Brooks Koepka – remember the name because he’s a star in the making in world golf. The opening few words in a story published in The Scotsman on 24 June 2013 after the American had won the SSE Scottish Hydro Challenge in Aviemore. Fast forward four years and that prediction has been well and truly vindicated. Koepka, after all, is the new US Open champion.
A worthy one at that, finishing four shots clear of the field in the event’s 117th staging at Erin Hills in Wisconsin, where the 27-year-old Floridian produced a combination of power and precision over four days to become the game’s seventh consecutive first-time major winner.
Did we honestly believe that a major champion was in the making that week at Macdonald Spey Valley? Hell, yes. From start to finish in that event, the talk among players, caddies and even Challenge Tour staff was all about Koepka and you just sensed he was that little bit special. He’d arrived in the Highlands on the back of wins in Italy and Spain, where he’d posted aggregates of 23 and 24-under and triumphed by a combined margin of 17 shots. No wonder he’d set tongues wagging. A course-record nine-under-par 62 in the third round in the shadow of the Cairngorms backed up his big billing, before Koepka went on to claim a three-shot victory. A third title triumph secured instant promotion to the European Tour, achieving that feat earlier in the season than anyone else.
Not since Martin Kaymer underlined his major-winning potential in 2006 with a brace of victories in 2006 had a player announced his arrival on the Challenge Tour in the way Koepka had. Raymond Russell, a former European Tour winner who played with the likes of Greg Norman, was in that field in Aviemore, and he said at the time that Koepka was the best player he had ever clapped eyes on.
“Yeah, I do remember being very impressed,” Russell told The Scotsman as he reflected on Koepka having now landed one of the game’s biggest prizes, jumping to world No 10 in the process. “He was brave is the thing that stuck with me, always wanting to push forward even after a bad shot and take on shots which may not always pay off but when they do he wins or does very well. He also had a real inner self-confidence that what he was doing was right and that has been proven so far. He obviously hits it a long way. That means he can overpower courses, which ties in with being an aggressive player.”
Twenty-fours after his Scottish Challenge success, Koepka also won a qualifier at Sunningdale for that year’s Open Championship at Muirfield.
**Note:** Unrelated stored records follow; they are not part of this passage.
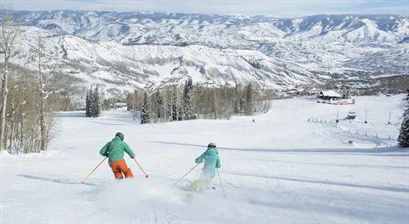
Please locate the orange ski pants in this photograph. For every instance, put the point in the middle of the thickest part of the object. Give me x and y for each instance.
(121, 170)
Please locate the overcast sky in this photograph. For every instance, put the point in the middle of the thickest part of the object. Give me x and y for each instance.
(277, 8)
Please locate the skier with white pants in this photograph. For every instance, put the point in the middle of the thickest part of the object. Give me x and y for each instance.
(212, 162)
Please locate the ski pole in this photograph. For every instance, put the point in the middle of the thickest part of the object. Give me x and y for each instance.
(140, 167)
(221, 184)
(186, 174)
(99, 164)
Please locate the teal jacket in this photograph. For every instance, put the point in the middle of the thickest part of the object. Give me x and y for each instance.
(116, 149)
(211, 161)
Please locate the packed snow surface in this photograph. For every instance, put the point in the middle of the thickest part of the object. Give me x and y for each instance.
(294, 164)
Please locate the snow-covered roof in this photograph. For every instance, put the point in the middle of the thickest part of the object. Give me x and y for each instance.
(330, 93)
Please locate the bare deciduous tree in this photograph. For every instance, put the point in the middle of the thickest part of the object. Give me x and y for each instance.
(8, 36)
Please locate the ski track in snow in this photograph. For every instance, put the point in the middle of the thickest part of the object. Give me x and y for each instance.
(280, 169)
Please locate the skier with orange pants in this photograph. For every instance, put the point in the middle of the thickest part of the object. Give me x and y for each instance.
(115, 151)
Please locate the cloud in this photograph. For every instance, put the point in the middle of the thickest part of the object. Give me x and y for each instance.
(279, 8)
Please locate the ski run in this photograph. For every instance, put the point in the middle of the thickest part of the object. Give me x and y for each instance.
(294, 164)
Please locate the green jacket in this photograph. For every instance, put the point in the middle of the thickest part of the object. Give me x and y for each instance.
(115, 149)
(211, 161)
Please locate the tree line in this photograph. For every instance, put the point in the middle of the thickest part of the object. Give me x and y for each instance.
(404, 131)
(189, 101)
(27, 98)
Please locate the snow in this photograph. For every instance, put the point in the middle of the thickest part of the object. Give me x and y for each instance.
(330, 93)
(292, 165)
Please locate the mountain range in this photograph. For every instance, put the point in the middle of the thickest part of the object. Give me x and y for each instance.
(124, 50)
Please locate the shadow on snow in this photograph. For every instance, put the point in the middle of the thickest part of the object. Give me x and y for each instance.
(54, 180)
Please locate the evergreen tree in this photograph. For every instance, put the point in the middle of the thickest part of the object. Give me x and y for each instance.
(87, 104)
(174, 104)
(188, 113)
(249, 99)
(404, 131)
(146, 117)
(158, 100)
(92, 103)
(97, 103)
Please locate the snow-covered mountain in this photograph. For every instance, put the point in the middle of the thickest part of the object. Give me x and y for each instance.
(150, 49)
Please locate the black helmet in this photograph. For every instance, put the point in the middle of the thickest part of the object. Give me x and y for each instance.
(211, 145)
(120, 135)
Like Russell, Duncan Stewart, who’d finished as leading Scot at Macdonald Spey Valley behind Koepka, had a feeling that the American was destined to go all the way to the top of the ladder.
“I played behind and in front of him a few times and you could see how far and straight he hit it that it was going to be very tough for him not to be in contention every week on the Challenge Tour,” recalled Stewart, who is now on the European Tour. “His whole game is great and it’s a bit like Rory McIlroy. If his driving is on, he can overpower golf courses by hitting wedges in when the rest of the field are hitting 5 and 6-irons. It’s great to see him landing a major and he certainly did it in style.”
Confident but not cocky is how Koepka came across four years ago. “This is just the beginning,” he told a small group of Scottish golf writers in a tiny portacabin, a far cry from his all-singing, all-dancing winner’s press conference at Erin Hills. “I know that sounds cocky, but I have high expectations of myself.”
Rightly so, as he has shown with his subsequent accomplishments. He won the Turkish Airlines Open on the European Tour at the of the 2014 season, then made his breakthrough on the PGA Tour in the Phoenix Open at the start of 2015. This latest individual success came after he’d picked up three points out of four in helping the US record a first Ryder Cup victory in eight years at Hazeltine last autumn.
Not totally perhaps because he clearly had talent in the first place, but boy what a good decision he made in turning to Europe when he didn’t have a status back home and was effectively waiting for the PGA Tour Qualifying School to come around in 2013. “Going over to play the Challenge Tour was really cool,” he admitted. “To get to travel the world at 21 or 22 years old, and do what you do for a living, is pretty neat. I love travelling and some of the places we went to were pretty neat. I think going over there helped me grow up a little bit and really figure out that, hey, play golf, get it done, and then you can really take this somewhere. I built a lot of confidence off that.”
He’s not just saying that now, either. In an interview before he’d teed off in that Scottish Challenge, Koepka was confident that he’d embarked on a journey that would stand him in good stead in the long run. “It is nice to get out of your comfort zone,” he said at the time. “I think a lot of Americans are comfortable and they don’t really get out and see the world. In America, everything is almost too easy. The travel is easy, the weather is perfect every week and the guys are a little bit spoiled.
“For me it is not all about golf. You want to be a good person, too, and experiencing all the different cultures has been great. It is making me a more rounded player and everything seems to be paying off and I can’t complain.
“I took a lot of advice from my agent, close people around me and they told me it might be a good route go on and it has worked out.
“I have learned so much, it is incredible coming over here, it has been irreplaceable. It has taught me more than 10 years in the States coming over here in not even a year.”
Brooks Koepka - it certainly was a name to remember!